FERC also realized that to compete successfully in the state procurement solicitations (for achieving New Jersey’s offshore wind mandate as an example) and procuring transmission service – interconnection customers are entering multiple interconnection requests in the PJM queue. And those multiple requests lead to backlogs, affecting the state’s renewable policy goals and mandates. FERC stated that Eversource Energy and PJM are concerned that large projects financed by state procurement might be pulled from the queue. This could lead to restudies. FERC proposes a cluster-based approach to state procurement solicitations in order to align state objectives and generator interconnection reforms.
8. Resource planning
FERC defined a “resource planning entity” as any entity required to develop a Resource Plan or conduct a Resource Solicitation Process, including a relevant state entity or load-serving entity. Under FERC’s proposal, the resource planning entity will play a facilitator role in grouping interconnection requests for the transmission provider’s cluster study, but this entity will not be given a queue number.

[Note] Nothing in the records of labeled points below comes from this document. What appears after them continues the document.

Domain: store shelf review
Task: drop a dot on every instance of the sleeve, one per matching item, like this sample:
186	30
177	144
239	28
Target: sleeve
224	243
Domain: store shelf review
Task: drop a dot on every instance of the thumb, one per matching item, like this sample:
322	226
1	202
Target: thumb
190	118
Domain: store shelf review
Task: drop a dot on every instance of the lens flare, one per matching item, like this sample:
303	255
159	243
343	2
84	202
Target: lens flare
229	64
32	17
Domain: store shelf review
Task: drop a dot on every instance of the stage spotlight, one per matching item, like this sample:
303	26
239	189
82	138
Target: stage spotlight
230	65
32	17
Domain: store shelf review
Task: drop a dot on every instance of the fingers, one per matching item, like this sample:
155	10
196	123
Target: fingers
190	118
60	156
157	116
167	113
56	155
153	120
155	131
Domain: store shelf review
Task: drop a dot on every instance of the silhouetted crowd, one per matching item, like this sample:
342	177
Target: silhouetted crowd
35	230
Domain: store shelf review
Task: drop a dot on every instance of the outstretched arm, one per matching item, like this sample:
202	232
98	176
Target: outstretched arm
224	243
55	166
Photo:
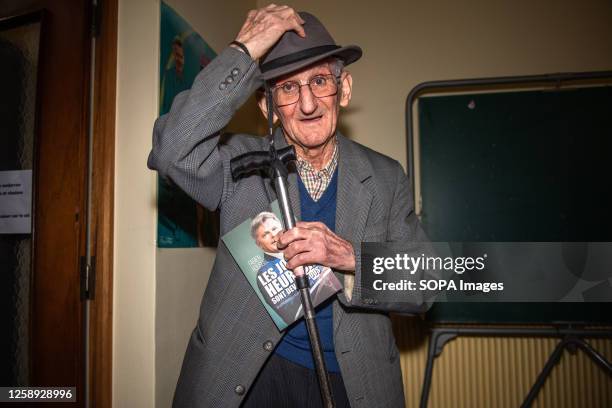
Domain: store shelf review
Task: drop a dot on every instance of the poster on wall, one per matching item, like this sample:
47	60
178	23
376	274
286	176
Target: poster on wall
16	202
181	222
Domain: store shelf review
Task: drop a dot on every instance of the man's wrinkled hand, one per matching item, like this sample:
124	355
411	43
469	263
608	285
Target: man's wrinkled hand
313	243
263	28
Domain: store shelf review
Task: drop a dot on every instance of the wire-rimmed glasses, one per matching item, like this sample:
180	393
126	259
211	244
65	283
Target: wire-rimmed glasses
320	85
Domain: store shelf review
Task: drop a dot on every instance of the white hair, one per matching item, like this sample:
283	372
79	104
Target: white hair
260	219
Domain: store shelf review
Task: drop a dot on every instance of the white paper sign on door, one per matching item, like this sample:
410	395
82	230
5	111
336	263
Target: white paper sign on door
16	202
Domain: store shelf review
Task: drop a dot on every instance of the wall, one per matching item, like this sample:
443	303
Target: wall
135	214
157	292
409	42
181	274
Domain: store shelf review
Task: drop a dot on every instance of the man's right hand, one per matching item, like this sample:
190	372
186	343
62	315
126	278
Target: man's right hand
263	28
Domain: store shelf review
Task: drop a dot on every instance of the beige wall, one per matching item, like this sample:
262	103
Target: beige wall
157	292
135	213
409	42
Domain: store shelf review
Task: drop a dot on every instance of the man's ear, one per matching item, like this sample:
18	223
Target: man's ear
347	88
263	106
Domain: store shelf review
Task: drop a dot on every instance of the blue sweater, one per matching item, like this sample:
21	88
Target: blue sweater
295	344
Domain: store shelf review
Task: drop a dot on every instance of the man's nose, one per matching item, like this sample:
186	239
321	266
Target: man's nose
308	102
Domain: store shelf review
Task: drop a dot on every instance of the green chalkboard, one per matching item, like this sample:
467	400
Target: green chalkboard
518	166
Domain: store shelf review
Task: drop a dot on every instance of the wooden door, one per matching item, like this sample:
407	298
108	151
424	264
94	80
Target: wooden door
56	333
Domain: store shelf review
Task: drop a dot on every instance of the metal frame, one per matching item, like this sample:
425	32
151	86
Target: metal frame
476	84
572	338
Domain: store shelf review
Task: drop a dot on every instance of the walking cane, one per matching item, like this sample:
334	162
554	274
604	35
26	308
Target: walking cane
275	162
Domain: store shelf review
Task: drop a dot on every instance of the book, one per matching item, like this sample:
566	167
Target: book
253	247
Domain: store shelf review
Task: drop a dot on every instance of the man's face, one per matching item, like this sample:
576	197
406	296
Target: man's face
311	122
266	235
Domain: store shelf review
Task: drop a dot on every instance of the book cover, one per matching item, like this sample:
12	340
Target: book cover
253	246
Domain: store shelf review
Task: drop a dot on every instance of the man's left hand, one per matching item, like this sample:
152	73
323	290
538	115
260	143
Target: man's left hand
313	243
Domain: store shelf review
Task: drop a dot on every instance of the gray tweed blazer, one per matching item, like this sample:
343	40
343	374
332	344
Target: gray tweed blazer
234	334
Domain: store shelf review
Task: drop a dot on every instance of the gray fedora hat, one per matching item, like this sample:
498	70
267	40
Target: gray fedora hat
293	52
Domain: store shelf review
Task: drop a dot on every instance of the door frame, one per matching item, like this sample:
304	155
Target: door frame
103	196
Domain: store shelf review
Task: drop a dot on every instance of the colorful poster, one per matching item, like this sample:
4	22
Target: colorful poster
181	222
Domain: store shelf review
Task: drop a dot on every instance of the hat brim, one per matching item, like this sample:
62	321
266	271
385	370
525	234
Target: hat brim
348	54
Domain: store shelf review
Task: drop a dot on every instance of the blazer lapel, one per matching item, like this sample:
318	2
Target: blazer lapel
353	203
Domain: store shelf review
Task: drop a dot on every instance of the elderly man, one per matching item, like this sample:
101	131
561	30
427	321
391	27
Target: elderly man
342	192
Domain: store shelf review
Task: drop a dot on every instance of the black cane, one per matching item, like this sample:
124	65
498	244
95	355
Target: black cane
275	162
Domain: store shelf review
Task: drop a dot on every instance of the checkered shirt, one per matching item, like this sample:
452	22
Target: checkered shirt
316	181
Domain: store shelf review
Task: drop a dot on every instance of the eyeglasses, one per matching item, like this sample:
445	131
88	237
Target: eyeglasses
321	86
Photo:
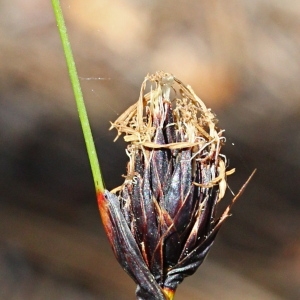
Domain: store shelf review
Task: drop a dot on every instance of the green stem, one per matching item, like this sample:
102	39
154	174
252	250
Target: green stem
98	180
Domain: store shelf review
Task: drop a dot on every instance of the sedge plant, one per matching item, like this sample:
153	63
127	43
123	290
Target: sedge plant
162	221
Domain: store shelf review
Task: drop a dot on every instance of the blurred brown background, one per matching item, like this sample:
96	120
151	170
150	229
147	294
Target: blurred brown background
241	57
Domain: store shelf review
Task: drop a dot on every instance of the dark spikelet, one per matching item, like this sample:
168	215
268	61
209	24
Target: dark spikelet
162	221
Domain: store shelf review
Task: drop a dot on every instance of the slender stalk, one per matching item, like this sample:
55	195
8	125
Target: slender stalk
97	176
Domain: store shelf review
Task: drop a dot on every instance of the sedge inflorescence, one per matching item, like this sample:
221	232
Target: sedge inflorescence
162	220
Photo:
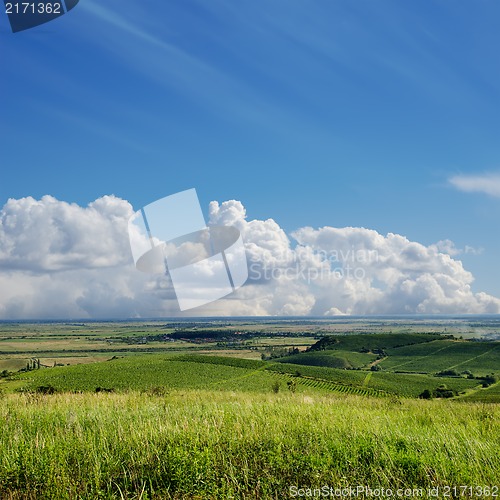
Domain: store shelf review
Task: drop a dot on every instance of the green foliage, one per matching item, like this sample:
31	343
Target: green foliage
208	444
372	342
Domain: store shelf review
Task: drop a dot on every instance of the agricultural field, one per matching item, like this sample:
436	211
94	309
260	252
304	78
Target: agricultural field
241	445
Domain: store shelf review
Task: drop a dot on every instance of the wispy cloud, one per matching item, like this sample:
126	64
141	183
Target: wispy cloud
487	183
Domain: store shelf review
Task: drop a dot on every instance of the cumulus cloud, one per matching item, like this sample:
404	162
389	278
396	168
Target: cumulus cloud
60	260
487	183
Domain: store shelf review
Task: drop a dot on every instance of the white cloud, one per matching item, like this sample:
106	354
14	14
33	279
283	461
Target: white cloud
60	260
487	183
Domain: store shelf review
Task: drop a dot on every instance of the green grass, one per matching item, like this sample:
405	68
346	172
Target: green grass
150	371
199	444
480	358
331	359
488	395
372	341
403	384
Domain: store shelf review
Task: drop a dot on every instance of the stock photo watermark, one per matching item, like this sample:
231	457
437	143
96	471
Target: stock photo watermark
320	265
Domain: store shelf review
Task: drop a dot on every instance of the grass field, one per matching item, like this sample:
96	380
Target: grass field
206	444
189	410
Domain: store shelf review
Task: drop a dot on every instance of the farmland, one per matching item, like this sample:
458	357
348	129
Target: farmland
246	409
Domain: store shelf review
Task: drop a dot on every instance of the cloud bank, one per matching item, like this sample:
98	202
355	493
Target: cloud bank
60	260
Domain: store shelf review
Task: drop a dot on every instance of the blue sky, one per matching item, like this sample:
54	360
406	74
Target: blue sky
313	113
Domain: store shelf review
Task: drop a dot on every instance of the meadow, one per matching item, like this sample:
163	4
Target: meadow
155	410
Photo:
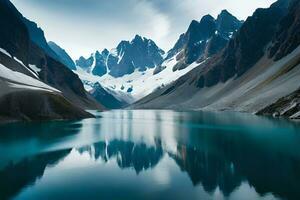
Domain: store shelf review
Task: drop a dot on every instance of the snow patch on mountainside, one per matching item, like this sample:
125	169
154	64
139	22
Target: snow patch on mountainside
5	52
19	80
138	84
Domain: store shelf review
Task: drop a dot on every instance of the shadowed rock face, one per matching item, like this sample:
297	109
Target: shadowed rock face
245	57
62	55
204	39
138	54
14	34
25	41
288	106
37	105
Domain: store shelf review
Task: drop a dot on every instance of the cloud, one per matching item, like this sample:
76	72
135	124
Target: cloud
84	26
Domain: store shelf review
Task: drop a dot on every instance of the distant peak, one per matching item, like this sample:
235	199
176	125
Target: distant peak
137	37
105	51
225	12
207	18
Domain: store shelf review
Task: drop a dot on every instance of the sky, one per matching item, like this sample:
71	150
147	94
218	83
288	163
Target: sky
83	26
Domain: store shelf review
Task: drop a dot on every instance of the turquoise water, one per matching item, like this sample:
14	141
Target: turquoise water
152	155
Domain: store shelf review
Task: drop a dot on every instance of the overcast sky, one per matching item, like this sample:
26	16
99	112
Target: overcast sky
84	26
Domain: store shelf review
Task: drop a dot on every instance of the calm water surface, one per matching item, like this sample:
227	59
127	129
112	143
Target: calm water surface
152	155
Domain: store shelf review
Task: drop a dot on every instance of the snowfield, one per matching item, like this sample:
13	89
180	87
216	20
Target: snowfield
21	81
138	84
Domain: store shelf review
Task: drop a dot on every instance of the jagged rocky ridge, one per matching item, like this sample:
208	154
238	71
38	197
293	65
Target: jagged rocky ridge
138	54
30	71
202	40
259	65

FERC’s proposal clarifies that the resource planning entity is not requesting Interconnection Service, establishing a separate Interconnection Queue or Position, or reserving Interconnection Capacity or Transmission Capacity.
This proposal contains safeguards that FERC has put in place. Only resource planning entities whose solicitation process or resource plan uses competitive procurement techniques, or is substantively reviewed, approved, or managed directly by a relevant state agency, could be eligible to request that a transmission provider start an optional resource solicitation. FERC built this safeguard to ensure interconnection studies are not unfairly used to favor the resource planning entity’s own economic self-interests.
The state agencies and offshore wind developers who commented earlier in the ANOPR must provide feedback on whether FERC’s proposal meets their needs and addresses their concerns in resource solicitation and generator interconnection misalignment. Transmission providers serving multiple state are also invited to comment on their ability to meet the proposed resource solicitation requirements.